24 Ağustos 2008 Pazar

VİCDANLI OLMAK

VİCDANLI OLMAK[1]

*TEMİZ BİR VİCDAN KADAR YUMUŞAK BİR YASTIK YOKTUR. FRANSIZ ATASÖZÜ

Vicdan; His, duygu, inanç, kalple hissetme, İyiyi kötüden ayıran ve seçen bir yapıya sahip olan kalpteki gizli histir. İyiyi kötüden, hayrı şerden ayırmayı sağlayan iç duygu, ahlâk şuurudur. İyiliklerden hoşnut olma ve kötülüklerden azap duyma hissidir. İyilik etmekten lezzet duyan ve kötülükten elem alan manevi hislerdir. Kişiyi kendi davranışlarıyla ilgili olarak bir yargıda bulunmaya yönelten, kişinin kendi ahlâk değerleri üzerinde dolaysız ve kendiliğinden yargılama yapmasını sağlayan, kişiye doğruyu ve iyiyi yapma yükümlüğünü de yükleyen iç güçlere denir.[2]

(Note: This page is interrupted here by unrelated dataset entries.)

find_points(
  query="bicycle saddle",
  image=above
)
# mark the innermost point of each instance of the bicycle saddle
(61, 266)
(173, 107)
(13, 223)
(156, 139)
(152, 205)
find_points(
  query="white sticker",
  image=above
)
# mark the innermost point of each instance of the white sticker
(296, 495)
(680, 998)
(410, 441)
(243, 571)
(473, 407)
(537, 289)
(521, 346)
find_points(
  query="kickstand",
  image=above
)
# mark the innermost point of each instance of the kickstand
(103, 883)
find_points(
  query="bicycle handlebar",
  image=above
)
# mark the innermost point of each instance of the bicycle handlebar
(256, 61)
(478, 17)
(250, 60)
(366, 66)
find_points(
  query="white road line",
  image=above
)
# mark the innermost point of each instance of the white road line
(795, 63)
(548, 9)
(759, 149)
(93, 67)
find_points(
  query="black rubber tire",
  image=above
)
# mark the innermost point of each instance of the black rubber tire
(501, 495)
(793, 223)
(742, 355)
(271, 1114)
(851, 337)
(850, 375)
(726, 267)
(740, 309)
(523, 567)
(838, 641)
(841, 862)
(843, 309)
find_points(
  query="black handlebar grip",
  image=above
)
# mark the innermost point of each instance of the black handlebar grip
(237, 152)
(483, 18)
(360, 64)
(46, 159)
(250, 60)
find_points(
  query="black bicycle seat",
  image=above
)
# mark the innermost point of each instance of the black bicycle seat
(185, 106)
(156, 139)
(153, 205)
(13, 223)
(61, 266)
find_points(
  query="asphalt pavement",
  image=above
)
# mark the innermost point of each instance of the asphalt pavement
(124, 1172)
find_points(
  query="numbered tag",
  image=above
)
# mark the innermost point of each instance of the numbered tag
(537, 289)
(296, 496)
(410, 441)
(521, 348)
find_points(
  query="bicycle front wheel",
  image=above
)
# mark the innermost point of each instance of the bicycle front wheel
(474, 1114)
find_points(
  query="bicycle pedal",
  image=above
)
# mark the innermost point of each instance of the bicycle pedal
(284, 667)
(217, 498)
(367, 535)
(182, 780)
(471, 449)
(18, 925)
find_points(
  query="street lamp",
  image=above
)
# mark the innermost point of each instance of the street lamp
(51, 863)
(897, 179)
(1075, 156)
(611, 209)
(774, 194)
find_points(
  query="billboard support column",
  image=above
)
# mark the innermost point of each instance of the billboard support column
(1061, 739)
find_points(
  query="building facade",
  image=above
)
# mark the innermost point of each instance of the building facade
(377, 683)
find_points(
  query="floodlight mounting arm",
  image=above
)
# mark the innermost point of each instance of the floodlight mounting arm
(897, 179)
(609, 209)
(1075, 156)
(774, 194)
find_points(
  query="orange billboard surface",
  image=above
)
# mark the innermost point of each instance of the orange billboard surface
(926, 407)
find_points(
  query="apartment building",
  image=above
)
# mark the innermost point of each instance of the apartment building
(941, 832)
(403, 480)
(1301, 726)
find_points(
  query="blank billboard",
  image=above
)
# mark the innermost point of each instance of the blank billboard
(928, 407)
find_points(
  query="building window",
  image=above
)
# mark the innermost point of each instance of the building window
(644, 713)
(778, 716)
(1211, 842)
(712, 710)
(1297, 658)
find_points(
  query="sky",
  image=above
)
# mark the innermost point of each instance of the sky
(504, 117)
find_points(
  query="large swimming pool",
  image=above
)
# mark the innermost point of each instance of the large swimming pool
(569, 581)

İnsanın maddî olan vücudundan başka ruhî yönü de vardır. İnsanın bedeni öyle harika bir makinadır ki çağımızda tekniğin en ileri seviyedeki imkanları ile yapılmış motor ve makinalar bunun yanında çok basit kalır. İnsan bedeninin planı tafsilatıyla anlatılmaya kalkışılsa bunun bilgisi her bir cildi biner sayfa olmak üzere bin ciltlik bir kitap eder.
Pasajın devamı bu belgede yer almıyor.